Politically Thinking: Progressive party losing its clout
Vermont’s Progressive Party may not be able to maintain its major party status for the 2011-12 biennium. State election law defines a “major political party” as one that has a local committee in at least 15 towns or cities, and has received at least 5 percent of the vote for one of the six statewide offices.
Major parties are allowed to nominate their candidates through primary elections. Several media organizations, such as Vermont Public Radio, also use major party status as the criterion for deciding which candidates to invite to participate in broadcast debates.
The Progressives will certainly meet the requirement to be organized in 15 towns. Whether any of their statewide candidates can clear the 5 percent threshold is an open question.
There is no Progressive candidate for governor this year. Martha Abbott won the Progressive nomination in the primary, then withdrew from the race to avoid splitting the anti-Republican vote with Democratic nominee Peter Shumlin.
There are also no stand-alone Progressive candidates for secretary of state and auditor.
Democratic auditor candidate Doug Hoffer has been endorsed by the Progressives, but votes cast for Democrat Hoffer cannot count toward the 5 percent requirement for the Progressives to maintain major party status.
The Progressives have nominated candidates for the other three statewide offices: Marjorie Power for lieutenant governor, Don Schramm for treasurer, and Charlotte Dennett for attorney general. One of these candidates must receive at least 5 percent of the vote on Nov. 2 for the Progressives to maintain major party status for the next two years.
These candidates will depend on exposure through forums such as debates on Vermont Public Radio and Vermont Public Television to get their message out to the voters in the short time remaining before Election Day. They will also hope to be invited to appear on radio talk shows and to be the subject of at least one article in the print media.

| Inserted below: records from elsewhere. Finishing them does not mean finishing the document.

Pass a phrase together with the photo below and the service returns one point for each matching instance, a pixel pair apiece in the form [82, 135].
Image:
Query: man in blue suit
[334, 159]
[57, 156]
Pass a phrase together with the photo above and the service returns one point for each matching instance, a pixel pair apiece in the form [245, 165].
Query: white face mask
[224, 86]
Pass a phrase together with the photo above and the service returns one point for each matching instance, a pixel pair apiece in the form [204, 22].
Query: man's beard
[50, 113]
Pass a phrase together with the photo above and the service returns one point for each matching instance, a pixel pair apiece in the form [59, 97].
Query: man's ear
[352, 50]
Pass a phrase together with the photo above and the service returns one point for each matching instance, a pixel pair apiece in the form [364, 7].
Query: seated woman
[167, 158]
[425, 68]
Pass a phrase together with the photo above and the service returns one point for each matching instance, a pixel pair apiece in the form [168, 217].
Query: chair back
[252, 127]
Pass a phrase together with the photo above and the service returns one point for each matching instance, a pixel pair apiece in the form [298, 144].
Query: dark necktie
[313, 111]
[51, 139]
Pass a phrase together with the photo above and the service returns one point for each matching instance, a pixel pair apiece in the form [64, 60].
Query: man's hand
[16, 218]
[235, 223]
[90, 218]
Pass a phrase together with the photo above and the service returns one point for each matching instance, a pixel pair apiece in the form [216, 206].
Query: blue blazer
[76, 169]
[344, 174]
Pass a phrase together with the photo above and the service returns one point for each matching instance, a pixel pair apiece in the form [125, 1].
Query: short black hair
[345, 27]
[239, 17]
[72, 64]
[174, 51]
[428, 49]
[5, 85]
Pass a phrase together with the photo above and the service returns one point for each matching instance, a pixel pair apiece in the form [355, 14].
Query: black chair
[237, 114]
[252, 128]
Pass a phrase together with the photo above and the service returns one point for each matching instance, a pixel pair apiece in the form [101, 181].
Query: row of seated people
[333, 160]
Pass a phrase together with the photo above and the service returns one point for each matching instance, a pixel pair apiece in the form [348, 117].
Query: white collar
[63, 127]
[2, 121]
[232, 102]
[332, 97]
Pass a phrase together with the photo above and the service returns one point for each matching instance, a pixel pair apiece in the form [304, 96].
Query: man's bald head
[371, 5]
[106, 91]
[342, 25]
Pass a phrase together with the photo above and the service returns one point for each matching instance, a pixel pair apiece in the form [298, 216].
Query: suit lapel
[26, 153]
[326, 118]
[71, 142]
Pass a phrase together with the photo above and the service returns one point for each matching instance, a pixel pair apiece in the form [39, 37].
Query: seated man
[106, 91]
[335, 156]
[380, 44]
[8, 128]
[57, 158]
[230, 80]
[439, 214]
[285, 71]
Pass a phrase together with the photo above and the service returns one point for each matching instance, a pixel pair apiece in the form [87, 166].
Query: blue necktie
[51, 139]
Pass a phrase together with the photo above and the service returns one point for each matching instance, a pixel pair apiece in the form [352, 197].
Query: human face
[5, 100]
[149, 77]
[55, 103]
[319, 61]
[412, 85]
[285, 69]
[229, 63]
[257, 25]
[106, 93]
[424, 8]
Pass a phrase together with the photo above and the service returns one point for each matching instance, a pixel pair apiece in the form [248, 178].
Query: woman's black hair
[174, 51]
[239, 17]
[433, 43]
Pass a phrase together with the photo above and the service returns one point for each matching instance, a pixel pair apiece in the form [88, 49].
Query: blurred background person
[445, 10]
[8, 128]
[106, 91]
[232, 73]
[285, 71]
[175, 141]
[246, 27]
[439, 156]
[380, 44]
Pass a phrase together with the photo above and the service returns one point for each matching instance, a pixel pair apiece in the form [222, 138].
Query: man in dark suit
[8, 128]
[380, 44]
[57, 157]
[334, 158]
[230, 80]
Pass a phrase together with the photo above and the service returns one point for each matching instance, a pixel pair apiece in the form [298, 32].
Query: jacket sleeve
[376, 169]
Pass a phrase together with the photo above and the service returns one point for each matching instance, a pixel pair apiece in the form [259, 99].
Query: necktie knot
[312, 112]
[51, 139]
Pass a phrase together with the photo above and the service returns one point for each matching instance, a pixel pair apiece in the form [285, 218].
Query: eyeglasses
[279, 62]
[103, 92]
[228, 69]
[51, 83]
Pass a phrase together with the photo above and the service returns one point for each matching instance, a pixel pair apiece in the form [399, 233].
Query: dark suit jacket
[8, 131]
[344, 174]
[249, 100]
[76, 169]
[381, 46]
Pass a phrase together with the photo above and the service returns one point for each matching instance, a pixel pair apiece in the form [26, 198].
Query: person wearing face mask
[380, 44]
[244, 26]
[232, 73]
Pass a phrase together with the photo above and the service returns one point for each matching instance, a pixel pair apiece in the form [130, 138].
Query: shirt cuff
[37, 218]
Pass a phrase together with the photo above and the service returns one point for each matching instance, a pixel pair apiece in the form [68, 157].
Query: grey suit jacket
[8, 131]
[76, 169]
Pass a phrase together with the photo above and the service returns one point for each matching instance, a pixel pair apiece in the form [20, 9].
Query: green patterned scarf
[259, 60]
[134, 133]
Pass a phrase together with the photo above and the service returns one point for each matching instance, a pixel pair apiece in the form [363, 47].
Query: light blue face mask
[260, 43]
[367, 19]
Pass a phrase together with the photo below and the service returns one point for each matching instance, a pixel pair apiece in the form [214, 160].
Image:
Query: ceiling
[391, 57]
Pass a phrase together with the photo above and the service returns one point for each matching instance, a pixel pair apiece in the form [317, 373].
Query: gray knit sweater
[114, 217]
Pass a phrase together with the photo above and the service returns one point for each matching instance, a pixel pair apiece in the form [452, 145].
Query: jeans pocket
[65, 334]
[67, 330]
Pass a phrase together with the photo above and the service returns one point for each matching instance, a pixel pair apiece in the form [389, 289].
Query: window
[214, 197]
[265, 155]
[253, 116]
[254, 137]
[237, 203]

The absence of high-profile Progressive candidates for statewide offices shows how the Progressive Party has declined in recent years. The energy of Vermont’s progressive activists is increasingly directed toward the Democratic Party. For example, many progressive activists, for whom single-payer health care and shutting down Vermont Yankee are very important issues, are working on Peter Shumlin’s campaign.
Anthony Pollina, probably Vermont’s best-known Progressive, is running this year for Vermont Senate in Washington County — as a Democrat. This is the same path taken by Chittenden Sen. Tim Ashe two years ago. Ashe, long active in Burlington Progressive circles, was elected to the Senate in 2008 as a Democrat.
Bernie Sanders, who got his start as a Progressive mayor of Burlington in the 1980s, long ago broke his formal ties with the Progressive Party. Sanders has listed himself on the ballot as an independent for many years.
In both Washington and Vermont, Sanders’ ties with the Democratic Party are becoming ever closer. Sanders no longer says that there are few major differences between Democrats and Republicans. In 2006, Sanders coordinated his U.S. Senate campaign with the Vermont Democrats, and his picture appeared on a flyer mailed out by the Democratic Party seeking support for the Democratic ticket.
Sanders caucuses with the Democrats in the Senate, and his vote could be crucial to maintaining a Democratic majority in a closely divided Senate in January. Also, Sanders has endorsed a Democratic senatorial candidate running in another state this year, Sen. Russ Feingold in Wisconsin, and has asked his supporters to donate money to Feingold’s campaign.
Eric L. Davis is professor emeritus of political science at Middlebury College.